Le pape Léon XIV défend le rêve palestinien sur sa propre terre.

À Rome, la voix du Saint-Siège s’élève au-dessus des bombes et des barricades. Dans son discours aux diplomates, le pape Léon XIV rappelle que les Palestiniens n’ont pas seulement un territoire : ils ont un droit fondamental à y vivre en paix.

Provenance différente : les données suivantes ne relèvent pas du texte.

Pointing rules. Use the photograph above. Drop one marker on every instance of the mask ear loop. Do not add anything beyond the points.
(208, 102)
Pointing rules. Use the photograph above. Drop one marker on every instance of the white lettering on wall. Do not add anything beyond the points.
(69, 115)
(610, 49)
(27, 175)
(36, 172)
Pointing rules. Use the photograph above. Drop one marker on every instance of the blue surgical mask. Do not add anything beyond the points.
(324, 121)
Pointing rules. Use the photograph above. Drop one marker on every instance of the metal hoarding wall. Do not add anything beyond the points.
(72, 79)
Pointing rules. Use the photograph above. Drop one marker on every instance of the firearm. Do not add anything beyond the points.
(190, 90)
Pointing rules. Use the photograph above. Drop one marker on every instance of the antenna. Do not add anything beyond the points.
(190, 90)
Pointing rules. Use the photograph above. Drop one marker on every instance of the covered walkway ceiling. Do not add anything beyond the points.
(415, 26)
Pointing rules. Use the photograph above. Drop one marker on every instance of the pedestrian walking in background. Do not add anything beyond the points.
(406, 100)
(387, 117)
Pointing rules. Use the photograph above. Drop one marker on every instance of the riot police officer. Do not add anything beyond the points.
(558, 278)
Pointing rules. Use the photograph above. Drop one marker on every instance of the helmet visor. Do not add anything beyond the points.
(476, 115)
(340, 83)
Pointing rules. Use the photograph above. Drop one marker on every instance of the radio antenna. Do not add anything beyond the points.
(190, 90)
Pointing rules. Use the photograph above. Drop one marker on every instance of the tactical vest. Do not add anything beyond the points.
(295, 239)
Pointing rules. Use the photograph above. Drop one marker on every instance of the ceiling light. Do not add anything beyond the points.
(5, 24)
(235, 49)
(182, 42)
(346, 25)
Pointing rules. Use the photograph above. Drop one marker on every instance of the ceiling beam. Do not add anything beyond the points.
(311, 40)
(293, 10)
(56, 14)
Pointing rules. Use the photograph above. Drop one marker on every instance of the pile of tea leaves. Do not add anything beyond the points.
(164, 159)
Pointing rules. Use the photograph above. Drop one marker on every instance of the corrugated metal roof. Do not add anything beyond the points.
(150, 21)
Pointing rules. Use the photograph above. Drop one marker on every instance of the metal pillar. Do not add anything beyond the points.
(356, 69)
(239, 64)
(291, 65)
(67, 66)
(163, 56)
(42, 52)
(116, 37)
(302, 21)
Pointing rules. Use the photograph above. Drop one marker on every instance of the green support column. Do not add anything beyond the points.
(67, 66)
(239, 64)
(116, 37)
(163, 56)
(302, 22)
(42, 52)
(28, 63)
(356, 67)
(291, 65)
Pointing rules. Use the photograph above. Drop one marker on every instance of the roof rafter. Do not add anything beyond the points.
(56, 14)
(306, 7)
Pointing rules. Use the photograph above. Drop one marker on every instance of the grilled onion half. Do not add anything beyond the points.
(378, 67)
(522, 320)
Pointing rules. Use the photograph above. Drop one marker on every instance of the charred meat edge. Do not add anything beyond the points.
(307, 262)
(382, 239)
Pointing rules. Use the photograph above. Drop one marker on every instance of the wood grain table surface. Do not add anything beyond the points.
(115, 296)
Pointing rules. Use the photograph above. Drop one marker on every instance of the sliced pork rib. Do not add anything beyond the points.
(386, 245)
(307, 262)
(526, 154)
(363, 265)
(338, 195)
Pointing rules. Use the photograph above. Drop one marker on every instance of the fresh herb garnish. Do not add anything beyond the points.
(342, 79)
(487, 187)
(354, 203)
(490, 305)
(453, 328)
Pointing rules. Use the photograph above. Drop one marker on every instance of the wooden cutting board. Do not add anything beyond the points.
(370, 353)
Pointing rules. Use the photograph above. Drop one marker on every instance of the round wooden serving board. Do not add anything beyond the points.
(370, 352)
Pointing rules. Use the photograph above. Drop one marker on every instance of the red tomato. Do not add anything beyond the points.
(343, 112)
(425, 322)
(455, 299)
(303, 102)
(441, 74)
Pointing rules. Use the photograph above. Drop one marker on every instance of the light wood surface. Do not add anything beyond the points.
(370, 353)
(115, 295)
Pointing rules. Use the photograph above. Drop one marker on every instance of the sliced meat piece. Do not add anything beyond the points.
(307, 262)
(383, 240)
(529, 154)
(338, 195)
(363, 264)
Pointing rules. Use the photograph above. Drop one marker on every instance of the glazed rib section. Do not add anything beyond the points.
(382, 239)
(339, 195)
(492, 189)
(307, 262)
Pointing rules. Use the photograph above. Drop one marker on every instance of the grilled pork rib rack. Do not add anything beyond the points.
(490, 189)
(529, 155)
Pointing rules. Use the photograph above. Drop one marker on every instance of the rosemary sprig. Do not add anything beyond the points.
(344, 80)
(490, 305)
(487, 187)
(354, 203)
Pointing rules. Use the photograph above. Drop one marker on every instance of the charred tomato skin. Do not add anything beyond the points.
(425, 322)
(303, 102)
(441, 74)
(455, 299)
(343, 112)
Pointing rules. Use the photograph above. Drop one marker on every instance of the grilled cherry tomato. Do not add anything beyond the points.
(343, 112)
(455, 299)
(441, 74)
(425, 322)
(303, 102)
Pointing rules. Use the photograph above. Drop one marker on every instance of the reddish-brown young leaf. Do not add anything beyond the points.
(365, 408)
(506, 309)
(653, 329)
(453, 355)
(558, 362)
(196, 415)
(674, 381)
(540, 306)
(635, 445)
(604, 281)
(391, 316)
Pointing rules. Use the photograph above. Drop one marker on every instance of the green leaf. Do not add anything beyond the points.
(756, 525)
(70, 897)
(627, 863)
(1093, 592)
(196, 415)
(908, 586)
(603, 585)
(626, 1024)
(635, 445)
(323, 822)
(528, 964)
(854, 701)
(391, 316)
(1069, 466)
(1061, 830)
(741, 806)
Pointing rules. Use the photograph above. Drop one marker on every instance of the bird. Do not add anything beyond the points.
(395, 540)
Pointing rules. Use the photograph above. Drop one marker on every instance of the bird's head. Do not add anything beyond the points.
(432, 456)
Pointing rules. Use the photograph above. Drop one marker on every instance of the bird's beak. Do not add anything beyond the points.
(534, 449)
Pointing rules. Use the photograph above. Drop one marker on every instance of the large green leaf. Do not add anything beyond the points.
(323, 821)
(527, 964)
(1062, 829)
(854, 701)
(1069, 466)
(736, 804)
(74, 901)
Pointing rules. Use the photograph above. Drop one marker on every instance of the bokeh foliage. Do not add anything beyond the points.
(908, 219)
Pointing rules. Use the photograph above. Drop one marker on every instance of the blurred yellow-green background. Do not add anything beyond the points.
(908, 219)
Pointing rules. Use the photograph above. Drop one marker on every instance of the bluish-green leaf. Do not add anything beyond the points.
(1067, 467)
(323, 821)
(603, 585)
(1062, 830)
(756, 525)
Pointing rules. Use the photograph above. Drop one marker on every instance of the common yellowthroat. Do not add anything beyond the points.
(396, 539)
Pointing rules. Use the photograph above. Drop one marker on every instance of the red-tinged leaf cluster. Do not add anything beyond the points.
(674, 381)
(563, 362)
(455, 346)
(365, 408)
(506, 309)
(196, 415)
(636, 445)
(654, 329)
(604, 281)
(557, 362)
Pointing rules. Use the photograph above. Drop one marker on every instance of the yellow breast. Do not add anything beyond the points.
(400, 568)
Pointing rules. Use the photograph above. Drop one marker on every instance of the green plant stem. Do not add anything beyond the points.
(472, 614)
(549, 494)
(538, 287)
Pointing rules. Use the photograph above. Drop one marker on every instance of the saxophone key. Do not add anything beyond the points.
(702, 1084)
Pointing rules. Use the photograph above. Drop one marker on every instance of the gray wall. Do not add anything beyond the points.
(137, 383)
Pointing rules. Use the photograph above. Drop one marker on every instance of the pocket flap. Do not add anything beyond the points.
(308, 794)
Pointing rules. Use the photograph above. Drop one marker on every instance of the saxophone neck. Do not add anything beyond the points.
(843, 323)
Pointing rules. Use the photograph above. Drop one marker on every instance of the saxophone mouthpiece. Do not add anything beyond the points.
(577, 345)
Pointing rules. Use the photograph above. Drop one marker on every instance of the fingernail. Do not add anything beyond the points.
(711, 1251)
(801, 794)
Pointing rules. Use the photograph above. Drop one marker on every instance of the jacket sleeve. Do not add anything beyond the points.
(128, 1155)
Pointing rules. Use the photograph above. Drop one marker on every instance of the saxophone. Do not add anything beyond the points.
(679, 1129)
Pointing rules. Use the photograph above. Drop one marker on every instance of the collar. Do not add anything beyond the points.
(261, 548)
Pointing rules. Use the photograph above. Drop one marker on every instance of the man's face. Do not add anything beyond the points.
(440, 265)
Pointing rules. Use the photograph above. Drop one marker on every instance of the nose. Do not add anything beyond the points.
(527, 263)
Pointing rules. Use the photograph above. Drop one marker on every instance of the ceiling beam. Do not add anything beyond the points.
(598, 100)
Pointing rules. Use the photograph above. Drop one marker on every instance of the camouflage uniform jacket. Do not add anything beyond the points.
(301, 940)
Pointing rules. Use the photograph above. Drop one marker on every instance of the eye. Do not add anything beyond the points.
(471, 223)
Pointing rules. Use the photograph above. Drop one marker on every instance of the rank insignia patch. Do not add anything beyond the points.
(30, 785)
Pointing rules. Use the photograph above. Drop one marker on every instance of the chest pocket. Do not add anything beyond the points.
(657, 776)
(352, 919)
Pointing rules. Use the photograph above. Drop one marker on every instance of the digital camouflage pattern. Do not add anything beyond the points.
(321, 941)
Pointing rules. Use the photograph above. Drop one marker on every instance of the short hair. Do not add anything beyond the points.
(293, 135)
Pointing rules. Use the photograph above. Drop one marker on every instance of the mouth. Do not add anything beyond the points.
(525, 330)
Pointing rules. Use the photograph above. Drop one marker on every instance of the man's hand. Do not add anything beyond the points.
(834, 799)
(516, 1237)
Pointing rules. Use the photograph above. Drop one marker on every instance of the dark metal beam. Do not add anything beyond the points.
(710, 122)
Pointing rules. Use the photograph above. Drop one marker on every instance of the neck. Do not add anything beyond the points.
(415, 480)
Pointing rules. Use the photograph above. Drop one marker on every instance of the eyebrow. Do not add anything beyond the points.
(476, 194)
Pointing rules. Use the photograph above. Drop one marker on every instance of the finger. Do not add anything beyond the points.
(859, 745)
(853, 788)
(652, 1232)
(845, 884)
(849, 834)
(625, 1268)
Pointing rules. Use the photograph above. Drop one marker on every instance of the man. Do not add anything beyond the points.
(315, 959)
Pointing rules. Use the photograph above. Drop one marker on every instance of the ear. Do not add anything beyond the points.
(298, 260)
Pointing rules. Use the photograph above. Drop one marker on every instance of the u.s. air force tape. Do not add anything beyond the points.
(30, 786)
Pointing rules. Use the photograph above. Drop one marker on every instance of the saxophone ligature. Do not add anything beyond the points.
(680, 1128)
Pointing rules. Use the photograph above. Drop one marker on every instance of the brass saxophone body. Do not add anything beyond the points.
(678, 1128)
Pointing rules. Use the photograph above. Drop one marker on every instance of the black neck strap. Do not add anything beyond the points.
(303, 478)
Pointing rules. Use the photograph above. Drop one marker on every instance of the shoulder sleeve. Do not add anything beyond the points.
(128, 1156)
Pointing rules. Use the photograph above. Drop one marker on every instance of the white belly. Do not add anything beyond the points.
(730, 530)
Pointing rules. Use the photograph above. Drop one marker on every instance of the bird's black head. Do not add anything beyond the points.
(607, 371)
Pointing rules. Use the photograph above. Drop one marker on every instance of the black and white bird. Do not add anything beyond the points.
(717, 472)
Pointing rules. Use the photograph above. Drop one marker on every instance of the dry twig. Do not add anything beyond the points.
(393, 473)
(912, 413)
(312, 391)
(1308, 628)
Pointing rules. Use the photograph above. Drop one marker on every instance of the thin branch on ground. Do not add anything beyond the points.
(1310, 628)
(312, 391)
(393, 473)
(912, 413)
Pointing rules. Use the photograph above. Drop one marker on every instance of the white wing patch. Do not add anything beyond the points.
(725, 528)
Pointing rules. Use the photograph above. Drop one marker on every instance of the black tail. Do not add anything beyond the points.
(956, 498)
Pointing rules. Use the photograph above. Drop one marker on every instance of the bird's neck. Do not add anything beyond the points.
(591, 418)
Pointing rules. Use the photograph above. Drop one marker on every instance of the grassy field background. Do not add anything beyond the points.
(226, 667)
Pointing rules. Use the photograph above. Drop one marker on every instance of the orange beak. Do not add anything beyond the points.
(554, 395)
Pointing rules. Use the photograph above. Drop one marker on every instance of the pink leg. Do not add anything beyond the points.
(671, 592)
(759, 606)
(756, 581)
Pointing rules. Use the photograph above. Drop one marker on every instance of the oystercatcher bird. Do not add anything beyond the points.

La paix, un impératif moral

Les mots du pape transcendent les frontières : « Les civils palestiniens ont le droit de vivre en paix sur leur propre terre. » Ici, la Cisjordanie et Gaza deviennent plus que des cartes géopolitiques : elles sont le symbole d’une humanité bafouée, d’un droit universel que la violence tente d’effacer.

Deux États, une promesse

Le Saint-Siège réaffirme son soutien à la solution à deux États. Au-delà de la diplomatie classique, le pape rappelle que les accords internationaux ne sont pas de simples textes : ils sont des engagements envers la dignité humaine et la coexistence.

Violences et vigilance

L’augmentation des violences en Cisjordanie est un avertissement. Le pape invite la communauté internationale à ne pas se limiter aux mots, mais à agir, pour que la paix cesse d’être un vœu et devienne une réalité tangible. Les souffrances palestiniennes marquent l’histoire contemporaine. L’appel du pape trace un chemin : reconnaître le droit à la paix, protéger la vie et construire, enfin, une coexistence durable.